Posted: Wed Sep 15, 2004 5:24 pm
by spoutnicko
first of all, it seems very similar to a rainbow, with its inner part brighter, but it is obviously not one: firstly, the colored part is too much wide in comparision with its total diameter, and there is no secondary bow. then I thought it could be a special kind of glory but this phenomenon is not caused by a diffraction effect because diffraction is proportionnal to the wavelength. it looks also like a kind of heiligenshein but the colors prove it is not.

then, the analogy with a rainbow makes me think that it is refraction and dispersion taht cause this effect, and thatit could be a bow but not made with water, with a part of heiligenshein effect.

then I tried to find out what was the angular size of the bow. basing on the small stenope effect in your shadow and knowing the angular size of the sun, and then basing on the perspective effect on the ground and your head size, I estimed it measured between 35 and 65 degrees so it is much smaller than a rainbow.
so it seems that the refractive index is around 1.45 which is quite near the one of glass (a glass box should have a diameter of 43degrees. the fact that the colored part is wide show that the constringence is more important that the one of water, which is the case with glass.

the bright inner part should so in my mind be an heiligenshein effect due to reflection on the superior part of small glass balls.

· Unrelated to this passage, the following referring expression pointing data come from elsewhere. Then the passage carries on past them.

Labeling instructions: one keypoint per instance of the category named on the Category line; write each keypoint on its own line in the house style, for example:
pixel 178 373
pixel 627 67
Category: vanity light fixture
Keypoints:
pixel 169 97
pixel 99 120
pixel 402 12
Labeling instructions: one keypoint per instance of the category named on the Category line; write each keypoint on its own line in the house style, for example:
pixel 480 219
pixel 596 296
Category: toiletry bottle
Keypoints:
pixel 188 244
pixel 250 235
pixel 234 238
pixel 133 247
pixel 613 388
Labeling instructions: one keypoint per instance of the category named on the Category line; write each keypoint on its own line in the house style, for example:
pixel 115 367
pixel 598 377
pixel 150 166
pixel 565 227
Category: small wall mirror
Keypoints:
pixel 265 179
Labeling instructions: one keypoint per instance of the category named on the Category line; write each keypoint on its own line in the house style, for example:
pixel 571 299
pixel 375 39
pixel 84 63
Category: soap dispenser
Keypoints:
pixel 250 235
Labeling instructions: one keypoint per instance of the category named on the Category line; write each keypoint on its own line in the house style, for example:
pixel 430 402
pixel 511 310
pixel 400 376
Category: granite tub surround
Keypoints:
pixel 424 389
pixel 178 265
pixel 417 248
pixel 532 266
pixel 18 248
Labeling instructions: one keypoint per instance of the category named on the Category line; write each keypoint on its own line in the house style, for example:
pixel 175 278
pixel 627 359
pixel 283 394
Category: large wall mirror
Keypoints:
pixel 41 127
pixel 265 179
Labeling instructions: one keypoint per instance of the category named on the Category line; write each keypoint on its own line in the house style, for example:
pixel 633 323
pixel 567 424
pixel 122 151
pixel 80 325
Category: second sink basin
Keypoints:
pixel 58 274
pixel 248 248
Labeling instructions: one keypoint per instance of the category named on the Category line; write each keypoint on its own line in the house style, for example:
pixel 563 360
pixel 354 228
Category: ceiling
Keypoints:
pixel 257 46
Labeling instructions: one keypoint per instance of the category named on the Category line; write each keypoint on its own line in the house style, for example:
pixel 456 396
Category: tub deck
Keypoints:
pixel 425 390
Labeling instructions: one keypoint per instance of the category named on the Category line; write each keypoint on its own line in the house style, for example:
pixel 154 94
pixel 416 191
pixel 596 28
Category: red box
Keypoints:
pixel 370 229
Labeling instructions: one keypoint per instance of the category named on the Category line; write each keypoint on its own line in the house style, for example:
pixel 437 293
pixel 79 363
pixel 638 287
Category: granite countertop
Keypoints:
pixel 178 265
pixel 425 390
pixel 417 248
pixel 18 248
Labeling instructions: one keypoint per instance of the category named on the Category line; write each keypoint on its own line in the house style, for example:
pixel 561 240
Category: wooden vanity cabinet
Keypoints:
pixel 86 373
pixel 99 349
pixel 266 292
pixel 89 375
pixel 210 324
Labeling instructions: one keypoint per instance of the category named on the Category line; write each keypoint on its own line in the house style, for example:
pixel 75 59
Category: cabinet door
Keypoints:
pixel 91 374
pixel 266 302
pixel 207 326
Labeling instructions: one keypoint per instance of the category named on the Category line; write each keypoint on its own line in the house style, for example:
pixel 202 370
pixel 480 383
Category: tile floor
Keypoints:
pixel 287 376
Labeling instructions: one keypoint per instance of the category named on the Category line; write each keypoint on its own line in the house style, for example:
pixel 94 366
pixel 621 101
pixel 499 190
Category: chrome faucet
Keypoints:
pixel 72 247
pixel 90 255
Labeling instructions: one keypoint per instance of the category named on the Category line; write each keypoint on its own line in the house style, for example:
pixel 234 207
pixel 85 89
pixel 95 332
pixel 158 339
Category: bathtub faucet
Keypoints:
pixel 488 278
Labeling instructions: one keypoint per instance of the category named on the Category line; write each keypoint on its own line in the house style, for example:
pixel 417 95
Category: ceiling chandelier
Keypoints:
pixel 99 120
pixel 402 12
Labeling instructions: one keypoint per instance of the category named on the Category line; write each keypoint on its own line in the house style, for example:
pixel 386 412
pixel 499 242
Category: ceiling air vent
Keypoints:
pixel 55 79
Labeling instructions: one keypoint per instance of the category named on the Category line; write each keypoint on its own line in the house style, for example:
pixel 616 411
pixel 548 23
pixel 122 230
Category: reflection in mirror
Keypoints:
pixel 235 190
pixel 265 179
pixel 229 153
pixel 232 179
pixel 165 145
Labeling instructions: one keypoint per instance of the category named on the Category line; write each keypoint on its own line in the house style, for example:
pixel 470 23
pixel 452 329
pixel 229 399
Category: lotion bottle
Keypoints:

so I think this strage effect could be caused by small balls of glass (or another material with an index near 1.4-1.5) on the groud

others possibilities should be bows of another material, for example with dropplets of a liquid sprayed in the air, with also an heiligenshein effect

nicolas L.

Dr Lewin APOD image

Posted: Wed Sep 15, 2004 5:33 pm
by direland
Hello Dr Lewin

My guess about your Astronomy Picture of the day is that it is a variation of a Heiligenschein (not a glory) and that in this case it is caused by mineral crystals that act like tiny corner cube prism reflectors (like the Apollo ones on the
Moon) . I think the color sequence is caused by the number of internal reflections being an odd number (3) so the most refracted short wavelength blue light is inside the red. The diameter of the circle would be a function of the index of refraction of the mineral crystals.

Dale Ireland
direland@drdale.com
Live webcam http://www.drdale.com/cam

Posted: Wed Sep 15, 2004 5:45 pm
by Ramaus
It's a normal simple rainbow. The lighter area inside the circle, and the blue on the inside of the circle and red on the outside confirm it. The water droplets are between the camera and the darker background scene, probable from a lawn or flower mister. You could do the same thing with a lawn sprinkler.

Brockenspectre

Posted: Wed Sep 15, 2004 6:34 pm
by Marcel C. (NL)
This phenomenon is known as the Brockenspectre. It can be seen when looking exactly at the anti-solar point under certain conditions. (i.e. refracting materials like moist on the ground)

Lewin's pic

Posted: Wed Sep 15, 2004 6:58 pm
by alg
Dark interior shot of dirty, wet (condensation), reflective mirror glass with light behind shooter probably from interior security light.